Now when we install ms profile on the node it fails at the openldap install attaching openldap and the setup logs. Is it the right approach to update the ami and install edge?

because as long as we are using the aws ami 2017.09 we should be able to install apigee edge 4.17.09.

apigee-openldap-log.txt

openldap-config-log.txt

setup-root-log.txt

0 9 597
9 REPLIES 9

@Nagendra Buddhala can you include what is in your openldap.properties file as well ? I appears to be erroring out once it hits a config parameter in that file.

@Christin Brown we dont have any custom tokens set for openldap at /opt/apigee/customer/application/openldap.properties. Please, fill in more details on the openldap.properties file you were reffering to.

Not applicable

Do you see any errors in the management server logs?

I also see [ChangeDelta, position: 1, lines: [LDAP_PORT=${LDAP_PORT:-10389}] to [LDAP_PORT=${LDAP_PORT:-10391}]]

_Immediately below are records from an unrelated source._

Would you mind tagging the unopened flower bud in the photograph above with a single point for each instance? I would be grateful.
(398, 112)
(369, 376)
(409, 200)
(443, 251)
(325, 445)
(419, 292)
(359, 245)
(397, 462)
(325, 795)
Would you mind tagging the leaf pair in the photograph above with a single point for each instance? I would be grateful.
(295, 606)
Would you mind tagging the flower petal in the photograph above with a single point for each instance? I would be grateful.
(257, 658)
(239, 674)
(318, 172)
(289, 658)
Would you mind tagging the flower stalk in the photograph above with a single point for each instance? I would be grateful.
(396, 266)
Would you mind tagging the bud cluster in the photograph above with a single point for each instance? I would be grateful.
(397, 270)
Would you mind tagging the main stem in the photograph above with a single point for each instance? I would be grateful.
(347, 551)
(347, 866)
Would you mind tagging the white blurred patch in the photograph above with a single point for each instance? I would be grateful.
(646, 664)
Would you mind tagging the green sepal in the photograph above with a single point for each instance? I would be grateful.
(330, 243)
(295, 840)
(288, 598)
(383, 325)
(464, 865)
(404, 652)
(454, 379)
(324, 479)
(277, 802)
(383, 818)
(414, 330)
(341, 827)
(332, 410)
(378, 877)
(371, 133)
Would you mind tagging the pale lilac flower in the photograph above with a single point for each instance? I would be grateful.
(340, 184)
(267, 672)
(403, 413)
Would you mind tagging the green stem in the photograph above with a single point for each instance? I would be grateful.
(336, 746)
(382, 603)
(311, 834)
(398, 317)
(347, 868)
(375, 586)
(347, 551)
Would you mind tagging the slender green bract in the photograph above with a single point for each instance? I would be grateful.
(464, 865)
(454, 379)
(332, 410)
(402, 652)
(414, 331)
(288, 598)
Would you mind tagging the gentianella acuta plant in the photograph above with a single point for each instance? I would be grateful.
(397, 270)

why are you changing the port?

Not applicable

We installed Apigee Edge 4.17.09 using the same version of of Amazon Linux (2017.09) and ran into the same failures. The fix for us was to set localhost in /etc/hosts as an alias of the Eth0 IP address and not the loopback.

FAIL: ldapsearch -h localhost -p 10389 -x -b '' -s base supportedFeatures

SUCCESS: ldapsearch -h $(hostname) -p 10389 -x -b '' -s base supportedFeatures

we figured this out by adding 'set -ex' to the top of /opt/apigee/apigee-service/bin/apigee-service

This could be TCP Wrappers. Can you check /etc/hosts.allow and /etc/hosts.deny to see whether there are any restrictions?

100% correct! we had ALL : ALL in the deny and the loopback was missing from the allow. Thanks a bunch!

I ran into same issue, added loopback address to /etc/hosts.allow file and its started working

Nagendra,

Would the doc on TCP wrappers here have helped:

https://docs.apigee.com/private-cloud/latest/installation-requirements#networksetting-tcpwrappers

Or was there more you had to do? I just want to make sure I understand the problem ad if any doc updates are needed.

Thanks,

Stephen

My bad I missed this question @sgilson we don't need any update on the docs. The issue was with prebaked AMI used within the enterprise.